使用普通研磨仪(FW100, Test Instrument Co., Ltd., 天津, 中国)及球磨仪研究(MM400, Retsch, 德国)土壤及幼苗各器官,然后通过孔径为0.3 mm的标准分样筛,过筛后的土壤和植物样品分别进行全氮和全磷浓度的测定。由于当年生叶和当年生枝的干物质含量过低,将同一个气候室相同处理的3株幼苗的器官分别混合在一起研磨。土壤和植物样品全氮和全磷浓度的测定分别采用凯氏定氮法和HClO4-H2SO4法。植物全氮和全磷含量为各器官全氮和全磷浓度与其干物质含量的乘积。

1.4 数据处理和分析

利用SPSS 22.0进行数据统计分析,以嵌套双因素方差(Two-way ANOVA)分析检验土壤温度、土壤水分、二者交互作用、气候室及同一个系统内的个体对植物生长与生理的影响,检验对株高和基径相对生长量的影响时,将原始株高和基径作为协变量,差异显著性水平设定为0.05。同一个系统内的个体作为随机因素嵌套在土壤水分处理中。当检测到土壤温度与土壤水分的交互作用有显著影响时,用Bonferroni校正进行事后检验,比较5个土壤温度处理下土壤水分处理之间生长和生理特性的差异以及同一土壤水分处理下5个土壤温度处理对植物生长和生理影响的差异。分析前,对所有数据进行正态性和方差同质性检验。利用SigmaPlot 12.5进行柱状图的绘制。

2 结果与分析 2.1 土壤温度和水分变化对幼苗形态指标的影响

土壤温度处理对幼苗株高和基径生长量均无显著影响(表 1)(P>0.05);土壤水分处理对基径生长量无显著影响,但对株高生长量影响极显著(表 1)(P<0.01),在土壤低温(2 ℃和7℃)处理下,相较于饱和水分处理,干旱处理显著降低了株高生长量(图 2A)。这说明在短期内土壤低温胁迫会增大干旱对株高的负面影响。

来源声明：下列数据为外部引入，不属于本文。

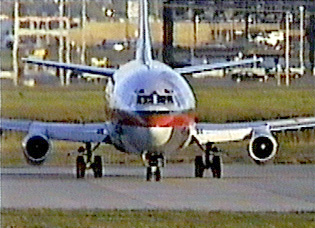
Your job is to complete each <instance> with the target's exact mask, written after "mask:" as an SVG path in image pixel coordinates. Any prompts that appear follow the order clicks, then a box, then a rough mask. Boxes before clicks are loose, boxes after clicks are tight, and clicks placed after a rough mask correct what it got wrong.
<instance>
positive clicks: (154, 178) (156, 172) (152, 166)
mask: <svg viewBox="0 0 315 228" xmlns="http://www.w3.org/2000/svg"><path fill="white" fill-rule="evenodd" d="M142 156H143V157H142V159H143V161H144V164H145V166H146V167H147V169H146V172H147V173H146V180H147V181H151V180H152V179H153V180H155V181H160V180H161V168H162V167H164V156H163V155H162V154H161V153H143V155H142Z"/></svg>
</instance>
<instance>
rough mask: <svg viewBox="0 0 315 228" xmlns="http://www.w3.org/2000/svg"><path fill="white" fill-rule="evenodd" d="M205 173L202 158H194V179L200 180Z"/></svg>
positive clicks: (198, 157) (201, 156) (196, 157)
mask: <svg viewBox="0 0 315 228" xmlns="http://www.w3.org/2000/svg"><path fill="white" fill-rule="evenodd" d="M204 171H205V166H204V164H203V160H202V156H196V158H195V177H199V178H202V177H203V173H204Z"/></svg>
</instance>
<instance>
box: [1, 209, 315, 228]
mask: <svg viewBox="0 0 315 228" xmlns="http://www.w3.org/2000/svg"><path fill="white" fill-rule="evenodd" d="M1 217H2V227H43V228H44V227H54V228H57V227H67V228H71V227H109V228H110V227H120V228H124V227H126V228H127V227H128V228H130V227H137V228H141V227H163V228H165V227H216V228H221V227H226V228H227V227H242V228H246V227H248V228H249V227H250V228H256V227H257V228H258V227H264V228H268V227H270V228H271V227H277V228H289V227H295V228H299V227H301V228H302V227H303V228H307V227H314V226H315V214H314V213H236V212H235V213H233V212H205V211H138V210H135V211H133V210H131V211H127V210H121V211H120V210H110V211H102V210H74V211H70V210H69V211H67V210H50V209H36V210H35V209H29V210H7V209H4V210H2V212H1Z"/></svg>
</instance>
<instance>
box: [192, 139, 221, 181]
mask: <svg viewBox="0 0 315 228" xmlns="http://www.w3.org/2000/svg"><path fill="white" fill-rule="evenodd" d="M206 169H211V171H212V176H213V177H214V178H222V174H223V170H222V158H221V155H220V152H219V151H218V149H217V148H216V147H212V144H211V143H208V144H207V145H206V150H205V151H204V156H196V158H195V177H199V178H202V177H203V174H204V171H205V170H206Z"/></svg>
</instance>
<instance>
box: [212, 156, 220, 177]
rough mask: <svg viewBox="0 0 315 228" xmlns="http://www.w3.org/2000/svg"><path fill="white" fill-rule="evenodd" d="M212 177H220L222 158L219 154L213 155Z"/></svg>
mask: <svg viewBox="0 0 315 228" xmlns="http://www.w3.org/2000/svg"><path fill="white" fill-rule="evenodd" d="M211 171H212V175H213V178H221V177H222V159H221V157H220V156H214V157H213V160H212V164H211Z"/></svg>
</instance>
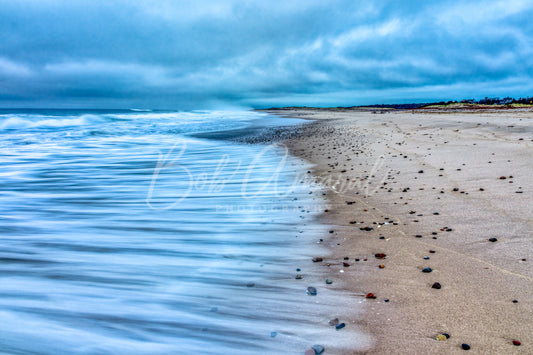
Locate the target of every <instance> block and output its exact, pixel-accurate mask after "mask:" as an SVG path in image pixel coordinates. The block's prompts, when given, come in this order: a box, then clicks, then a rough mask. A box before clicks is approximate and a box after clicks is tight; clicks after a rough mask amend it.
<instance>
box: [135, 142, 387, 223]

表 1 土壤温度和水分处理对幼苗基径和株高相对生长量以及土壤氮磷浓度的影响(F值) Tab.1 Results(F value) of two-way ANOVA on effects of soil temperature and moisture on basal diameter increment, height increment and N, P concentration in soil
图 2 不同土壤温度和水分处理下川西云杉幼苗株高和基径相对生长量 Fig. 2 Height (A), basal diameter (B) increment of P. balfouriana seedlings under different soil temperature and moisture treatments at the end of the experiment 不同大写字母表示相同土壤温度处理下不同土壤水分处理间差异显著;不同小写字母表示相同土壤水分处理下不同土壤温度处理间差异显著(P<0.05)。下同。 Different capital letters indicate significant differences between soil moisture treatments under same soil temperature treatment. Different lowercase letters indicate significant differences between soil temperature treatments under same soil moisture treatment at P < 0.05. Vertical bars are SE and each value is the mean±SE. The same below.
2.2 土壤温度和水分变化对土壤氮、磷浓度的影响

土壤温度处理对土壤氮和磷浓度无显著影响,而土壤水分处理对土壤氮和磷浓度影响显著(表 1)(P<0.05),干旱处理显著提高了土壤的氮和磷浓度(P<0.05),而饱和水分处理对土壤氮和磷浓度无显著影响。由多重比较的结果可知,干旱处理显著提高了12、17和22 ℃温度处理下土壤的氮浓度(图 3A);在5个温度处理下,干旱处理均显著提高了土壤的磷浓度(图 3B),说明在短期内干旱能够减少土壤中的氮和磷矿化。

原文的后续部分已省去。